NC CRED, along with the Wake Forest University School of Law Criminal Justice Program, the Wake Forest Journal of Law and Policy, and the Wake Forest University Rethinking Community series, hosted a symposium on community-centered policing on Friday Nov. 3, 2017. The day-long event brought together stakeholders from law enforcement, district attorney offices, public defender offices, academia, and community organizations.

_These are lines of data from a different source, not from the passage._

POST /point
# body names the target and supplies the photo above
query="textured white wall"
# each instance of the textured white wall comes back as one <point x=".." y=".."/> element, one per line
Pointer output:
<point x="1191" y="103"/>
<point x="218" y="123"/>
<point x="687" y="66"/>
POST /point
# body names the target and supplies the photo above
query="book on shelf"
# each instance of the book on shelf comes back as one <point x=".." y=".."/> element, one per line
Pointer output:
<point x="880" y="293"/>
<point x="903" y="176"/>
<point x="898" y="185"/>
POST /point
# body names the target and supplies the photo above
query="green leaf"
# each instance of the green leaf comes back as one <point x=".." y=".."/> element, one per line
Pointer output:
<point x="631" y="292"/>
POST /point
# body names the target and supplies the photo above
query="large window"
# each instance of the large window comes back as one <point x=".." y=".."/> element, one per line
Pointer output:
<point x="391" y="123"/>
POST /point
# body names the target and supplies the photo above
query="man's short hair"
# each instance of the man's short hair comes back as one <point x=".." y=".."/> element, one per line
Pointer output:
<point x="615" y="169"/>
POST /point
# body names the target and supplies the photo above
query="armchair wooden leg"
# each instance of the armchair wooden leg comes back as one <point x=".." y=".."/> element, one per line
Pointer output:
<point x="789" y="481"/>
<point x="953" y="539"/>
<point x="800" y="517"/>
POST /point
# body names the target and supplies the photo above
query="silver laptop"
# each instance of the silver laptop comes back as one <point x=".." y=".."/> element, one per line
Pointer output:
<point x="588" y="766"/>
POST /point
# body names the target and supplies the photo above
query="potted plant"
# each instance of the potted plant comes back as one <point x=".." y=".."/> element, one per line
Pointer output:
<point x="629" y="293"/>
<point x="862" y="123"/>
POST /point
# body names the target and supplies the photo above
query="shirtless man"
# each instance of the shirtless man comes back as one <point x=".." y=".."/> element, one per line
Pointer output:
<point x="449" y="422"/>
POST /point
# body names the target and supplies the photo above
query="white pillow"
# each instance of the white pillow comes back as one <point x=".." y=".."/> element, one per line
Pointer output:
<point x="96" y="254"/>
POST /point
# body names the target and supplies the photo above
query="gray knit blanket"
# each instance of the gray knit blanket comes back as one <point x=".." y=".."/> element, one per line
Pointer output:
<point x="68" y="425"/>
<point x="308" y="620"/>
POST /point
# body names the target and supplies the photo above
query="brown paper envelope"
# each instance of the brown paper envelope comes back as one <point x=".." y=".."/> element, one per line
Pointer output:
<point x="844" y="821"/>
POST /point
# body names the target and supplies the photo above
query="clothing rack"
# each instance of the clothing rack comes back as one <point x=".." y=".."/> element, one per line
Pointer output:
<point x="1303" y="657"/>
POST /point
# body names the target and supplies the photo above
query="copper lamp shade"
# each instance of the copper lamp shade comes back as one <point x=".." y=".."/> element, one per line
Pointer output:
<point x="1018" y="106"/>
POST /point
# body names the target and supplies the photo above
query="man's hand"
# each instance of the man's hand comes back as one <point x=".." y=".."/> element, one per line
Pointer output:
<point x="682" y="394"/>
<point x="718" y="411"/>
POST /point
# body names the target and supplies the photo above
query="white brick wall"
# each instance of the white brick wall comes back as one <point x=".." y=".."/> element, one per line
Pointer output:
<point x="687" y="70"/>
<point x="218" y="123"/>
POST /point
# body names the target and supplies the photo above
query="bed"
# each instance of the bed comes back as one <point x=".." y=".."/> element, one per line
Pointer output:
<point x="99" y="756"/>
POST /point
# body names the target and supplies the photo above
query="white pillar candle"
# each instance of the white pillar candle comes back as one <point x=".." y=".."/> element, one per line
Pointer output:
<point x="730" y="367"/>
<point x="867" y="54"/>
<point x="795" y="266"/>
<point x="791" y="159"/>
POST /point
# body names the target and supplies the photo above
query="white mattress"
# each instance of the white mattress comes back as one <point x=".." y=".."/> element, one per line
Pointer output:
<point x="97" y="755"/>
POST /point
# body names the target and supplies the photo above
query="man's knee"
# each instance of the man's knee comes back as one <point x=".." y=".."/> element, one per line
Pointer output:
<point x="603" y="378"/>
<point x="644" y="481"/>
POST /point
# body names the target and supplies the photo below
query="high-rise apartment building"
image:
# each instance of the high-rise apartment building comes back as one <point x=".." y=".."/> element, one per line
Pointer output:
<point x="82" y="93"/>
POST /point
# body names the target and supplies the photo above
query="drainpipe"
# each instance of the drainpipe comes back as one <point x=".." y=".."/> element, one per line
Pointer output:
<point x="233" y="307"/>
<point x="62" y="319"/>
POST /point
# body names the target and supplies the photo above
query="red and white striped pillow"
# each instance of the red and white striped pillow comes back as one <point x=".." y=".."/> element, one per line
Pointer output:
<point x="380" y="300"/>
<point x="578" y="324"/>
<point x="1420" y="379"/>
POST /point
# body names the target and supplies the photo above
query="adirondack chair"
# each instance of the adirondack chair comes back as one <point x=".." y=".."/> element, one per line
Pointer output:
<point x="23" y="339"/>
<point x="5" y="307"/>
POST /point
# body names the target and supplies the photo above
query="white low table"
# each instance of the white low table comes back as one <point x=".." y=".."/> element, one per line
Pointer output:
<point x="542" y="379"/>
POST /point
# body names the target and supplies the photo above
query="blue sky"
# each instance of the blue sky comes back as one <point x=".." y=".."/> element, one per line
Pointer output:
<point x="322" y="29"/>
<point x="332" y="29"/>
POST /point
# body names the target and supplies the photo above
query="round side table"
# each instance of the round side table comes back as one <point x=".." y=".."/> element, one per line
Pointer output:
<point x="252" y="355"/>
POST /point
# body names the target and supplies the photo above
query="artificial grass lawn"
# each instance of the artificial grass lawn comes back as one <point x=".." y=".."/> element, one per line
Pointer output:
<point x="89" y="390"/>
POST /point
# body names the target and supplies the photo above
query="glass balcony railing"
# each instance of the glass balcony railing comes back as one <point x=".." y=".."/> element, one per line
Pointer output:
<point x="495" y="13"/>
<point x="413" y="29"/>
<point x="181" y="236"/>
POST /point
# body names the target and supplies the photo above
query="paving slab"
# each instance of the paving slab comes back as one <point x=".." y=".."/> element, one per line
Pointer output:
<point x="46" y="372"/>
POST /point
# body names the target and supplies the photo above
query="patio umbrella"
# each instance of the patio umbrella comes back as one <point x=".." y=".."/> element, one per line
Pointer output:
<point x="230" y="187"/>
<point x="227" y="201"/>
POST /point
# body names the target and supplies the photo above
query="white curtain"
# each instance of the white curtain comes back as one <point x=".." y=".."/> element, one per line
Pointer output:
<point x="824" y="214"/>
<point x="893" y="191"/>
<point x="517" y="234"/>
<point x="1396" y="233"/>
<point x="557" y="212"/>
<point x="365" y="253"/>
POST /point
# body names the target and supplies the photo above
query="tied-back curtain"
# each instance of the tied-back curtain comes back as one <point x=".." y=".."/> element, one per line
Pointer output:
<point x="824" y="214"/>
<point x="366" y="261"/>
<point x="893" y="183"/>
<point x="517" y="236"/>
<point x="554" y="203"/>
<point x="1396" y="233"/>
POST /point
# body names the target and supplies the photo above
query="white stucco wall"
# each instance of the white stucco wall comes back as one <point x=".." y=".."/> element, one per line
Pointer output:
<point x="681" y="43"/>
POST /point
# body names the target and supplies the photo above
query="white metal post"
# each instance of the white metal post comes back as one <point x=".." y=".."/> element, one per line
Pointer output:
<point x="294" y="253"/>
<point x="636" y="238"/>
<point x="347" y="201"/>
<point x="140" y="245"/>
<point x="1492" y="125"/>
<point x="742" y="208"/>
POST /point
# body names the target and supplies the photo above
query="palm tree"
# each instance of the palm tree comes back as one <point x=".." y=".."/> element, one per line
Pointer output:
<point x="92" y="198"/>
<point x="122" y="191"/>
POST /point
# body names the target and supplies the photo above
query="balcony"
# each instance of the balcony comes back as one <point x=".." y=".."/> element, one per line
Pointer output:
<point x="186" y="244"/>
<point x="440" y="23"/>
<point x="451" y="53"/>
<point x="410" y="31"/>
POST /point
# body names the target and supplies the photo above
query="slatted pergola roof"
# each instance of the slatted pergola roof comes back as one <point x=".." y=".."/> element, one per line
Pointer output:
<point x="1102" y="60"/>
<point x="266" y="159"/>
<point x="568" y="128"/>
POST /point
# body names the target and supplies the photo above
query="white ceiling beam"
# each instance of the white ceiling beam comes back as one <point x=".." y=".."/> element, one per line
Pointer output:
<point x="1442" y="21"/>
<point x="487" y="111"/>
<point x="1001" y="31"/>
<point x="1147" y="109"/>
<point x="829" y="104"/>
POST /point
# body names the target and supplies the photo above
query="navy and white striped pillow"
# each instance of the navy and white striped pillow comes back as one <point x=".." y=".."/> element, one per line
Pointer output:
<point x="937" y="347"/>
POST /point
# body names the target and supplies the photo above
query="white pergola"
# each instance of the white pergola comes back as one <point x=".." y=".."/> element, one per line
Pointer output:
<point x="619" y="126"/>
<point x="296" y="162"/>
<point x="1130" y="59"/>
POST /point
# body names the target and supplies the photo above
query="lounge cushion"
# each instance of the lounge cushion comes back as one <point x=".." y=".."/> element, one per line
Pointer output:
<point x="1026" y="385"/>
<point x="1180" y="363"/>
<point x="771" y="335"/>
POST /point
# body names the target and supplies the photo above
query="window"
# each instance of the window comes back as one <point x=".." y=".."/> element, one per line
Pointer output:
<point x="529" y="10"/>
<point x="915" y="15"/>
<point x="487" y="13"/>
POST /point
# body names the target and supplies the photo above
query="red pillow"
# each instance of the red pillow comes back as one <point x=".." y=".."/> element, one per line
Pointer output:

We opened with a virtual lecture from Professor Thomas Nolan that walked us through the history of policing in the United States to ground our other presentations. Participants then heard from clinical professors and police personnel about community-centered policing the panelists had engaged in. A video from the University of Chicago Law School highlighted the tensions black youth feel encountering the police. The next panel dove into these tensions by exploring how to overcome implicit biases present in police departments.

Kami Chavis and James Williams

After lunch, Professor David Kennedy of the John Jay College of Criminal Justice gave the keynote address on his successful work ending the open air drug market in High Point through collaboration with the community. Following that, district attorneys for 14 counties in North Carolina spoke of interventions they use in their offices to promote equitable criminal justice. Finally we had a spirited discussion regarding how advocates and police can best work together to keep their communities safe while still allowing for the public to make their voices heard.

There were approximately 150 attendees throughout the day. Almost every presentation included a best practice for other stakeholders to implement or solutions for participants to take action on.